Consequently, metabolic reprogramming is believed to be one of the hallmarks of
tumor cells in parallel with genomic instability, tumor-provoking chronic
inflammation, escape from the immune system, etc. [5]. Although aerobic
glycolysis, termed the Warburg effect, is a characteristic metabolic feature of
cancer cells [15, 16], recent investigations revealed that other metabolic
features, in particular, the reverse Warburg effect [17, 18], metabolic
symbiosis [19, 20], and addiction to glutamine metabolism [21, 22], create
challenges for anti-cancer treatment due to adaptive or acquired
chemoresistance. This review article focuses on the relationship between
metabolic reprogramming and tumor heterogeneity, as well as on the development
of promising therapeutic strategies by drug repositioning targeting metabolic
reprogramming.
Conventional Warburg effect and emerging concepts
In 1924, Otto Warburg discovered that tumor cells tend to produce large amounts
of lactate from glucose, regardless of the available oxygen level [15, 16]. This
situation is similar to anaerobic glycolysis, implying that oxidative
phosphorylation (OXPHOS) is replaced by glycolysis in normal differentiated
cells under hypoxia [23, 24]. However, cancer cells appear to engage in
glycolytic metabolism before they are exposed to hypoxic conditions [15, 16].

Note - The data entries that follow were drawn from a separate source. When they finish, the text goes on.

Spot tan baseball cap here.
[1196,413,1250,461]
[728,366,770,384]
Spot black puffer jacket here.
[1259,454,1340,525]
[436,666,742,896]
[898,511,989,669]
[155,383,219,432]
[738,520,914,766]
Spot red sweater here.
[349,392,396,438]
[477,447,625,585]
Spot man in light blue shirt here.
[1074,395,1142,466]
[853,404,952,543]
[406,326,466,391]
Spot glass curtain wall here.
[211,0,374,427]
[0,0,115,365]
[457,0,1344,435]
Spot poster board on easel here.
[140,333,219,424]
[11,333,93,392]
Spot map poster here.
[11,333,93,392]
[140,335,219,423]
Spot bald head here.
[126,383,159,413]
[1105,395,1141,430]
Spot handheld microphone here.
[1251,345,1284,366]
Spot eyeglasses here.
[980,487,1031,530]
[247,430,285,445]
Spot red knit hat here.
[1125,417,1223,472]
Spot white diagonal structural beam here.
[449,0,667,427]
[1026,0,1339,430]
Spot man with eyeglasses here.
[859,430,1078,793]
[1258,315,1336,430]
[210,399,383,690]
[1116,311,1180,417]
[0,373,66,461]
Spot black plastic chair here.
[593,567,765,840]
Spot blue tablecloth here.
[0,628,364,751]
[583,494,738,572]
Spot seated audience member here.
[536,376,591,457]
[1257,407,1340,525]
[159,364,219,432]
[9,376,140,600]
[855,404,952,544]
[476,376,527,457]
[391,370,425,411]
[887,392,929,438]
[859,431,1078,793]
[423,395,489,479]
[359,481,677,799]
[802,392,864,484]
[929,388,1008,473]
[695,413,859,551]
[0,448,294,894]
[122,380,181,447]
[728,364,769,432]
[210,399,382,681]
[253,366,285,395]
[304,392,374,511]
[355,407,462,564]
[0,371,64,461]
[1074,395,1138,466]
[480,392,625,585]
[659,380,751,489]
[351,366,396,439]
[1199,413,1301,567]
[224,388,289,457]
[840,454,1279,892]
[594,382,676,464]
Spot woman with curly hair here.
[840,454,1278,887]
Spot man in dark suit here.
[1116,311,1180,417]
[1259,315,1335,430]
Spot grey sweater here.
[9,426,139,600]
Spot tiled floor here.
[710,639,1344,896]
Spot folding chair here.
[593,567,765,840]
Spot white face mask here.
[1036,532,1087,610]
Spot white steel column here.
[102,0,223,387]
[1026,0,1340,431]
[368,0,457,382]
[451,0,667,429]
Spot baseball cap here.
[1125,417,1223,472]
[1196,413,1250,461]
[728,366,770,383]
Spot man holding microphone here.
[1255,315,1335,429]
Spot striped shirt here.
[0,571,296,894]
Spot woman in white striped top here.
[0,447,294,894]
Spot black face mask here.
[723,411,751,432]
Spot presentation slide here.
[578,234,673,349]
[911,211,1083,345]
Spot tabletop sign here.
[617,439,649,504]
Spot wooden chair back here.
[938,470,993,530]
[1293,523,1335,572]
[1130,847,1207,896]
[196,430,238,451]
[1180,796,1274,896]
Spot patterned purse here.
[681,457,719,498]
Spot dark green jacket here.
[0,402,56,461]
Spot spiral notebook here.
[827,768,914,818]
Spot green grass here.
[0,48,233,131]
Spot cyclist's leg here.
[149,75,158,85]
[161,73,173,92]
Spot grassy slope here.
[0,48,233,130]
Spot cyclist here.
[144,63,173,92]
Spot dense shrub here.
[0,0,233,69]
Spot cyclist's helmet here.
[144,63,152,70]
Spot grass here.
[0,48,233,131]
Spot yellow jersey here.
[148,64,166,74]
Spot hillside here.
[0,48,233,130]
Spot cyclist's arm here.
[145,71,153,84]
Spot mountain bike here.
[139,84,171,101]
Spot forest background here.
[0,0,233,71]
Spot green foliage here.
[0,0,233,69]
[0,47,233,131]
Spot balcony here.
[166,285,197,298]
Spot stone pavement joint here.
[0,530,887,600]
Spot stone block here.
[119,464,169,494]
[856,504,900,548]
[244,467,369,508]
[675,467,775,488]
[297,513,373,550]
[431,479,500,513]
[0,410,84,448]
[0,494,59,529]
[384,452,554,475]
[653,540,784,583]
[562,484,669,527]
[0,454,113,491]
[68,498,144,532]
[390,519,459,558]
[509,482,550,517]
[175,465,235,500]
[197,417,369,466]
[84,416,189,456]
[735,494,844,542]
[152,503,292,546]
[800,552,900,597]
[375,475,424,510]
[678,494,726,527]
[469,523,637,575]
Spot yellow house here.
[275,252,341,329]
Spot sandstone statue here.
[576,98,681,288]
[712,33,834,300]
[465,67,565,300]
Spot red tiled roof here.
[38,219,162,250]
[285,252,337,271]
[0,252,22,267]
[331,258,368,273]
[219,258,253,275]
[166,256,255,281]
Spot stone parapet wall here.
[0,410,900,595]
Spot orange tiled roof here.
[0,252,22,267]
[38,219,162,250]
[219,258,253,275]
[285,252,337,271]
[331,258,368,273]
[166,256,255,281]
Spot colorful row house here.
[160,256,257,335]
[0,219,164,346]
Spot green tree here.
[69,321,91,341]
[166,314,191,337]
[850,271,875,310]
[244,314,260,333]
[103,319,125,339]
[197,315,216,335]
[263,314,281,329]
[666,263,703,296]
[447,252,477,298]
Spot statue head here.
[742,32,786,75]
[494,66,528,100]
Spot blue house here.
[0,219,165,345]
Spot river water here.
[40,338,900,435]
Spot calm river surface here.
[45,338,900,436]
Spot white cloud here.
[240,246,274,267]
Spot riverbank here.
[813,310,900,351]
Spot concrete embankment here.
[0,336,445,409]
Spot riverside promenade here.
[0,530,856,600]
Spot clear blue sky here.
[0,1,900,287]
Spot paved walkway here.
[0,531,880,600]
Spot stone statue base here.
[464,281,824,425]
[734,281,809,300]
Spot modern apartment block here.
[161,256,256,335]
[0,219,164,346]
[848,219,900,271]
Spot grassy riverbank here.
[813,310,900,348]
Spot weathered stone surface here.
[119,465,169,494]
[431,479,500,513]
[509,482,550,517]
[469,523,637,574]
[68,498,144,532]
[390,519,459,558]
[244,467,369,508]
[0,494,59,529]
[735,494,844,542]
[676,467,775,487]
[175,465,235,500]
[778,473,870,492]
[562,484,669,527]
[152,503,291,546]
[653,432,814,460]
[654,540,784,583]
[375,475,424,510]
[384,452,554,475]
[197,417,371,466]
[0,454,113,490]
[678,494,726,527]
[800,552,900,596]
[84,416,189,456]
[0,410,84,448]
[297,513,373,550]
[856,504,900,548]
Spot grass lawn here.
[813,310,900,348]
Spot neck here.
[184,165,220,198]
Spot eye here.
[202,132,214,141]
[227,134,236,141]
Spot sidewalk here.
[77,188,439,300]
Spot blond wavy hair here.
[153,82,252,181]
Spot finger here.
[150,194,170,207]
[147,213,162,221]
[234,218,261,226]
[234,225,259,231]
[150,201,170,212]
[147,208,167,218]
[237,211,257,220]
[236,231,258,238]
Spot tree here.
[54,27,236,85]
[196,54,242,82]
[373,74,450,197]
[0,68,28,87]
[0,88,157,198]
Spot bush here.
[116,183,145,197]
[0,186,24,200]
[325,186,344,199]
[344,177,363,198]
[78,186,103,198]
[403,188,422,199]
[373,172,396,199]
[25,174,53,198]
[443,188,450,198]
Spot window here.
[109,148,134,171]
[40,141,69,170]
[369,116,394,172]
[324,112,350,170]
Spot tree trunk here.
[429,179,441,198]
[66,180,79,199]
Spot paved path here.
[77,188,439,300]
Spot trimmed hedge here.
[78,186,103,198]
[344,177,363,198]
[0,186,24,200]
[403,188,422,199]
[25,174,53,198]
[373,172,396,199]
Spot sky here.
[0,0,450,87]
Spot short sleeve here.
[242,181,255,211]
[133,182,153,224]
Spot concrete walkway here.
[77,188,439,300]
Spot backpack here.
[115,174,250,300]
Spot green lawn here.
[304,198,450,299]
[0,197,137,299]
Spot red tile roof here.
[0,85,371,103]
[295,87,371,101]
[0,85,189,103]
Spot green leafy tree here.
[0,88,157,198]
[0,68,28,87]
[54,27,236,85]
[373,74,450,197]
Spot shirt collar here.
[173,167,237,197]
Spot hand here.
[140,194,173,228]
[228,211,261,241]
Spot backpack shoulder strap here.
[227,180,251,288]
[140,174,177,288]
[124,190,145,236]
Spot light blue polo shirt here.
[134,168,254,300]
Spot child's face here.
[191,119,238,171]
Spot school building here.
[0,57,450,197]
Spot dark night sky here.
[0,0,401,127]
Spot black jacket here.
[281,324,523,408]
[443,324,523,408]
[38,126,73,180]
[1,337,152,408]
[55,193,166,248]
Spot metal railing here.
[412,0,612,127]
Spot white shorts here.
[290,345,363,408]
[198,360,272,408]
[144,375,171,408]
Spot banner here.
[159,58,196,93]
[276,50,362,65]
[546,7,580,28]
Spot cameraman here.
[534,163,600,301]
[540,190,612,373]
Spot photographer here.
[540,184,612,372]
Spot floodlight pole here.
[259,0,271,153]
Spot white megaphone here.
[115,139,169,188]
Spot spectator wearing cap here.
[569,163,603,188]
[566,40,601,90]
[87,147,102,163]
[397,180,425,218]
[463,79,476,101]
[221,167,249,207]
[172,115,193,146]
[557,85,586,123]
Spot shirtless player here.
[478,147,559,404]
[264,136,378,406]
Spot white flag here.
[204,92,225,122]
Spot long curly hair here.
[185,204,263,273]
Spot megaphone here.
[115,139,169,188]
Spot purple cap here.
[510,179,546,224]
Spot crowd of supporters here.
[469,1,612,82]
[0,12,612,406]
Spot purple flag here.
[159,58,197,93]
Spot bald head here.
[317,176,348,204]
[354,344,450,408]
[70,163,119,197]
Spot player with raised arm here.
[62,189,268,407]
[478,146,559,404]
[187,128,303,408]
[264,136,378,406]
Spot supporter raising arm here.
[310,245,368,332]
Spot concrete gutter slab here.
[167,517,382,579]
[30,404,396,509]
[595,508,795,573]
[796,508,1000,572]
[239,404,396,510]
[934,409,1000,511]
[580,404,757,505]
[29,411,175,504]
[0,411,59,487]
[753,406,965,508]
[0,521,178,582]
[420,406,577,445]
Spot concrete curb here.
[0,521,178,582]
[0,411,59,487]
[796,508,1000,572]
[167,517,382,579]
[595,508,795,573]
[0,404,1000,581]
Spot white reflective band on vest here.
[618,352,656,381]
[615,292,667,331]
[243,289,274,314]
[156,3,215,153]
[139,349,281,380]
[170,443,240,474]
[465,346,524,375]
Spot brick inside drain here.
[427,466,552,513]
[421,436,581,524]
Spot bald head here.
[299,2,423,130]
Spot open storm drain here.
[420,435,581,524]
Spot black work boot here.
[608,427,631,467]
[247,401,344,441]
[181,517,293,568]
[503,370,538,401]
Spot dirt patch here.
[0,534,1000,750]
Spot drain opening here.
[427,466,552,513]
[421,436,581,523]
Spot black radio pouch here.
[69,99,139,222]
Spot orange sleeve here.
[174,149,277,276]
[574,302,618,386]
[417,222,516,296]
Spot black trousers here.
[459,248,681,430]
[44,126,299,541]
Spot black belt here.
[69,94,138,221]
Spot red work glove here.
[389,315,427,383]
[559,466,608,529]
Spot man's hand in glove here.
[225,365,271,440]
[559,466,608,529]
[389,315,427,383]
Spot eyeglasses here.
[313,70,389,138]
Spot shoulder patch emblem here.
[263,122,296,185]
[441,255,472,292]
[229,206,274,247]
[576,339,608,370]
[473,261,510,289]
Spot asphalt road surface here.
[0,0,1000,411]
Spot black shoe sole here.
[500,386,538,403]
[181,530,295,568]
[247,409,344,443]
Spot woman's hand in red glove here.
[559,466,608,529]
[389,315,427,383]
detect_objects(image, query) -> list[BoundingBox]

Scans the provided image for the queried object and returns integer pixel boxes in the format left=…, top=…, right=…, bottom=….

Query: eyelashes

OXPHOS in mitochondria generates as many as 36 mol ATP from 1 mol glucose,
whereas the conversion of glucose to pyruvate or lactate produces only 2 or 4
mol ATP, respectively [25, 26]. It remains unclear why cancer cells largely
depend on this ※inefficient§ metabolic pathway, even when enough oxygen is
available [27, 28]. In striking contrast to normal cells, cancer cells
preferentially uptake and convert glucose into lactate even in the presence of
sufficient oxygen [29]. This seemingly ※inefficient§ metabolic characteristic
relies largely on aberrant upregulation of GLUT1, a glucose transporters
abundantly expressed in cancer cells [30, 31], although one contradictory study
reported that GLUT1 is not necessarily involved in the Warburg effect depending
on the degree of tumor invasiveness [32]. Inefficient ATP synthesis becomes an
obstacle for cancer cells only when their energy resources are scarce. However,
this is not the case in proliferating cancer cells with aberrant angiogenesis
[29]. Tumor cells finely regulate ATP synthesis by regulating substrate uptake,
as well as enzymes related to glycolysis, which enables them adapt to the
nutrient microenvironment [33]. Moreover, the regulation of adenosine
monophosphate-activated protein kinase (AMPK) signal transduction, a sensor of
energy status, is intimately connected to the Warburg effect, one form of
metabolic reprogramming of cancer cells [34, 35]. Indeed, genetic ablation of
AMPK activates mammalian target of rapamycin (mTOR) signal with ectopic
expression of hypoxia-inducible factor-1 alpha (HIF-1 alpha), resulting in rapid
cellular proliferation accompanied by activation of aerobic glycolysis [35].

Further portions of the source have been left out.